Q. And, in some senses, CIOs might be a little bit disappointed that they still need to worry about integration in the era of cloud, because one of the perceived benefits of cloud was that these multi-tenant architectures that would be used by vendors, like salesforce.com, would mean that a lot of that integration’s done, if you like, in the cloud for them. That, obviously, isn’t going to come to pass as far as you’re concerned.

A. Well, it’s not that different than on-premise. We have many different solutions that make sense. There are stack vendors that will try to get you buy more of their stack and, yes indeed, they deliver more integration. And, similarly, to salesforce.com’s credit they continue to add more capabilities to what they offer, but if you want to link your CRM solution to, say, your financial system, or a different one that’s probably from a different provider, you will always have a need for integration just as you’ve always had within the enterprise.

Q. So, I know over the summer you announced a new version you called Informatica Cloud Summer 2011. Can you give us any idea of how many people were using the existing version? Was it a popular technology amongst your clients?

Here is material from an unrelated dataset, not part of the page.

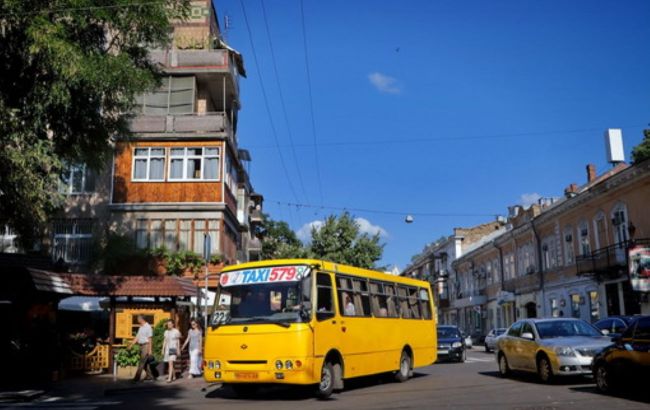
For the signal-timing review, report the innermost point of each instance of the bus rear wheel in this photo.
(404, 370)
(326, 385)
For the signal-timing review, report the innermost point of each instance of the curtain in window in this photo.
(157, 168)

A. Yes, we’re actually quite excited about the growth and the adoption that we’ve had with the Informatica Cloud. We have over 1,300 customers using it today. What’s more exciting for me is that on a given month it’s somewhere between 12 and 15 billion records that are being integrated using our technology. This represents over 60,000 integration jobs every single day that our customers are running on the service.

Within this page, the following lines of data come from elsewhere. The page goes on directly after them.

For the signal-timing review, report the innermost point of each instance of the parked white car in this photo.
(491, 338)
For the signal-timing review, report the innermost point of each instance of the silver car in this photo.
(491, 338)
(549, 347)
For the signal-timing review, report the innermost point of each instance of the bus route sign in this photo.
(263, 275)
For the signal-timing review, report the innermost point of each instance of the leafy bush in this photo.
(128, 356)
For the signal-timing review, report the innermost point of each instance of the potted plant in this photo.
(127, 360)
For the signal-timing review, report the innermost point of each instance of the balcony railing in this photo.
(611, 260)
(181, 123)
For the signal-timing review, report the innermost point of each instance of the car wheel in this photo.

I was recently trying to compare, how big is this number? I happened to run across the Twitter blog where they have a hash tag #numbers, and if you go to that landing page, I started comparing their volumes to the Informatica Cloud volumes. On a given day our customers do about three times as many integration transactions as people tweet in any given day, and that’s interesting in and of itself, but I looked at the trend if we looked back a year because Twitter had published that data and, in fact, a year ago we were also about three times. So, as they’re seeing astronomical growth in their service, so are we, and at the same rate.

Q. For people who aren’t familiar with Informatica Cloud Summer, is this technology that sits in their environment behind their firewall, or is it something you’re hosting remotely in the cloud?

A. That’s a very good question. We think we have a very unique approach to cloud integration. On the surface when you think about using a cloud service for doing data integration, what you might conclude is that the way that the integration takes place is you take data that is perhaps in a cloud service and move it into the Informatica Cloud, because ours is a true multi-tenant cloud service, and then back to on premise. That’s a very inefficient path, if you will, to the data. Moreover, that brings in additional security concerns.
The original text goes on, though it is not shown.